Era alto y apuesto y, a los ojos de aquella chica hambrienta de compañía masculina, semejaba, al entrar en el dilapidado vestíbulo de la casa, algo semejante a un dios griego.
—Mucho gusto en conocerla— había dicho él—. Soy Harry Huntingdon. Me han dicho que Lord Berrington tiene un potro en venta. Estoy apenas empezando a llenar las caballerizas de una propiedad que acabo de comprar, a unos dieciséis kilómetros de aquí.
—¿Pasamos al estudio, señor Huntingdon?— había sugerido ella.
—En realidad— dijo él sonriendo—, soy sir Harold Huntingdon, ya que vamos a ser tan formales.
—Lo siento— se había apresurado a decir ella.

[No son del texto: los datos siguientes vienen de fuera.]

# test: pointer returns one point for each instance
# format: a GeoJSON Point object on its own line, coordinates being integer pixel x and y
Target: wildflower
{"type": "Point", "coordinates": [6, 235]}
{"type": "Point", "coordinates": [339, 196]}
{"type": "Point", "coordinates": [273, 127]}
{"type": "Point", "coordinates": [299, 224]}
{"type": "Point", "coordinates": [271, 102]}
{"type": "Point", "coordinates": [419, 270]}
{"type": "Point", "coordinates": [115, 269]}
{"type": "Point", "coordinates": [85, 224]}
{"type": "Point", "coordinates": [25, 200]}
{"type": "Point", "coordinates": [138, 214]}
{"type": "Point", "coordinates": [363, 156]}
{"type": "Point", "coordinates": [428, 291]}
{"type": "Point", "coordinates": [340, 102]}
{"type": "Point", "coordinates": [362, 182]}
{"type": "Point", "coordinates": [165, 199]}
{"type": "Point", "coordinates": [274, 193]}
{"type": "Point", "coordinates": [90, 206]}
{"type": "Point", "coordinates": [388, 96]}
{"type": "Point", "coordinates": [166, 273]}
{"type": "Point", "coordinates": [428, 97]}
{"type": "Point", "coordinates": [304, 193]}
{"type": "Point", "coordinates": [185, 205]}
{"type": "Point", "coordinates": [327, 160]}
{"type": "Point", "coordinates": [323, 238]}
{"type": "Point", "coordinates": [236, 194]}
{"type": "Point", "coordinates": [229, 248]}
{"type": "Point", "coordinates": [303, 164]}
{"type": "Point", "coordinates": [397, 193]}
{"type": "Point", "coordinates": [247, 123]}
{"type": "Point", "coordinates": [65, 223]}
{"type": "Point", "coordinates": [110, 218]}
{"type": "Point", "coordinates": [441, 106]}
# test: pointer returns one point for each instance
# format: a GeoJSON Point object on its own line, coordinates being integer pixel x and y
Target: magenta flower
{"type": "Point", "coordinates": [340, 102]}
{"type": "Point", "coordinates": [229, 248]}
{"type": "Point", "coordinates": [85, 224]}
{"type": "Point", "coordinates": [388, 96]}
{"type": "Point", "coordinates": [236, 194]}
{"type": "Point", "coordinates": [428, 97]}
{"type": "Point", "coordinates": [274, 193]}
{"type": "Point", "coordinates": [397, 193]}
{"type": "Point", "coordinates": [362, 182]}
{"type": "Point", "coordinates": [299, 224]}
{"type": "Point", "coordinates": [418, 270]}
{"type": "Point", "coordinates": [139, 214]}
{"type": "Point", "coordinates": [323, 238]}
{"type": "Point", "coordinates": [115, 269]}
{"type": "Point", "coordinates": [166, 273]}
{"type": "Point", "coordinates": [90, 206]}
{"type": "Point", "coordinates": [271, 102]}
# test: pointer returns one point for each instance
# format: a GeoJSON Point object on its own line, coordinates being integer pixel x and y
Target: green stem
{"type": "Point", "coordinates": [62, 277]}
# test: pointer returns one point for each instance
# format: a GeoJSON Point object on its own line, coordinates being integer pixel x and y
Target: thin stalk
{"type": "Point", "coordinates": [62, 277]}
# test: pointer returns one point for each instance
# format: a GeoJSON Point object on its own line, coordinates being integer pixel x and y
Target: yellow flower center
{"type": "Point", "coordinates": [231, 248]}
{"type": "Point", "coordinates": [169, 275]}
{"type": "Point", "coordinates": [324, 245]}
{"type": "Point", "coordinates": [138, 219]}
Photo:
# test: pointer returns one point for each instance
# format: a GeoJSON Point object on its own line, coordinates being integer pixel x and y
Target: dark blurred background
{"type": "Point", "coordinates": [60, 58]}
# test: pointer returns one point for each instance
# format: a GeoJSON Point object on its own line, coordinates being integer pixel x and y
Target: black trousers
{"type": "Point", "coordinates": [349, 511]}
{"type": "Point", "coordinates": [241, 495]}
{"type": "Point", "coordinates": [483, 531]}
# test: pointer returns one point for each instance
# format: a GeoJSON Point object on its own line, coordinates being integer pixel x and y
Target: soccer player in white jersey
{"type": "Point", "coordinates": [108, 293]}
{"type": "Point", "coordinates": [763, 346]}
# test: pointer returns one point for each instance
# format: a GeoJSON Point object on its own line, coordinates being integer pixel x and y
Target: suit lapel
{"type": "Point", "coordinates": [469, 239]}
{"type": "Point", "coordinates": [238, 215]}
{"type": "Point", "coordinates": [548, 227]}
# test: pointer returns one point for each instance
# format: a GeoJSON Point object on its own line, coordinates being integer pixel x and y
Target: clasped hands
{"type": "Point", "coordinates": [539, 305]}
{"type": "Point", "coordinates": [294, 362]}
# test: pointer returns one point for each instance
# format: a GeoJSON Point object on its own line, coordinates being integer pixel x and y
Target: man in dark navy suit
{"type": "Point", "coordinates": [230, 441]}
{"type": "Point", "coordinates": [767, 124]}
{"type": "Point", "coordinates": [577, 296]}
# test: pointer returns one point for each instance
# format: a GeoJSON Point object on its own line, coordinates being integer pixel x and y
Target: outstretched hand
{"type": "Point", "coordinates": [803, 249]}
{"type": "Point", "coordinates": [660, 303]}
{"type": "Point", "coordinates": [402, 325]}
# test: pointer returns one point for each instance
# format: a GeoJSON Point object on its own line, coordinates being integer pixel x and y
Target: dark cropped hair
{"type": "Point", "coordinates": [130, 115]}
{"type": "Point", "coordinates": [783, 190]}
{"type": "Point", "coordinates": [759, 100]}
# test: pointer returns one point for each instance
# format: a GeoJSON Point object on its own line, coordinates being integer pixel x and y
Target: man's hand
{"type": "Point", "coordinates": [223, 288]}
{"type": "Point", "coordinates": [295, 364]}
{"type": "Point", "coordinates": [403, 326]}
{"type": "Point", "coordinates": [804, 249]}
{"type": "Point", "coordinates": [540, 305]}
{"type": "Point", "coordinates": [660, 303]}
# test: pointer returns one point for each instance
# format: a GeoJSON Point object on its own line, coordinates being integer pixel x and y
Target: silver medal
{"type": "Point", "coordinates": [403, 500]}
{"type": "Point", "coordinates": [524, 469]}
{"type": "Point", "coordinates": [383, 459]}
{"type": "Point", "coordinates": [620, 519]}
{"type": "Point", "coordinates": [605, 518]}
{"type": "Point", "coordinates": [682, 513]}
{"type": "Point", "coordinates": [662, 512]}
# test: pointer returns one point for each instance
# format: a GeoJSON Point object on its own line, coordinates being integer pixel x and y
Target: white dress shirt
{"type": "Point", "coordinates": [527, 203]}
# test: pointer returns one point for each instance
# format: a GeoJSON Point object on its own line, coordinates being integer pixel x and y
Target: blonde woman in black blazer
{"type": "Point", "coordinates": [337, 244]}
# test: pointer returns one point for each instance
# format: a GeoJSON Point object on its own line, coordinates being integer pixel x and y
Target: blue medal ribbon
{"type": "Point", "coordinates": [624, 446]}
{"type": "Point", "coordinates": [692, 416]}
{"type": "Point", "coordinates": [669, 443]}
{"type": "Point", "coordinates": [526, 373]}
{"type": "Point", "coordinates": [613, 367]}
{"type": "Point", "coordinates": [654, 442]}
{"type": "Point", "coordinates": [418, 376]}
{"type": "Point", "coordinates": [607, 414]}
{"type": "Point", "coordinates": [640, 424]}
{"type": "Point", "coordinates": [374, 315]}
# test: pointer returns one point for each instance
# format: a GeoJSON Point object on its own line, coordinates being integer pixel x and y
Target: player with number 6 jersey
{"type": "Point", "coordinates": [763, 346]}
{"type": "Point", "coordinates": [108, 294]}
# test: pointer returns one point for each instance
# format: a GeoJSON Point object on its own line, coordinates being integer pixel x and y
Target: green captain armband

—No debe decir eso. Estoy encantado de que me llame como quiera y, si el potro es tan atractivo como usted, voy a desear comprarlo, a cualquier precio.
El corazón de ella pareció dejar de latir cuando lo miró.
—Venga y muéstreme el caballo, antes de ponerme de acuerdo con su padre— había sugerido Harry Huntingdon, y desde luego, ella aceptó.
Aquel fue el preludio de numerosas visitas. Sir Huntingdon quiso ver primero al potro, luego, a la yegua que lo había parido, a continuación, al caballo que lo engendró… y siempre insistía en que fuera Marisa quien se los enseñara.
La había colmado de cumplidos, galanteándola con la habilidad de un hombre de mundo, capaz de lograr que la mujer a quien se dirige se sienta el ser más importante de su vida.
Después de una semana, Marisa comenzó a enamorarse. En una ocasión, él la invitó a que se encontraran en las primeras horas de la mañana y cabalgaron por los alrededores.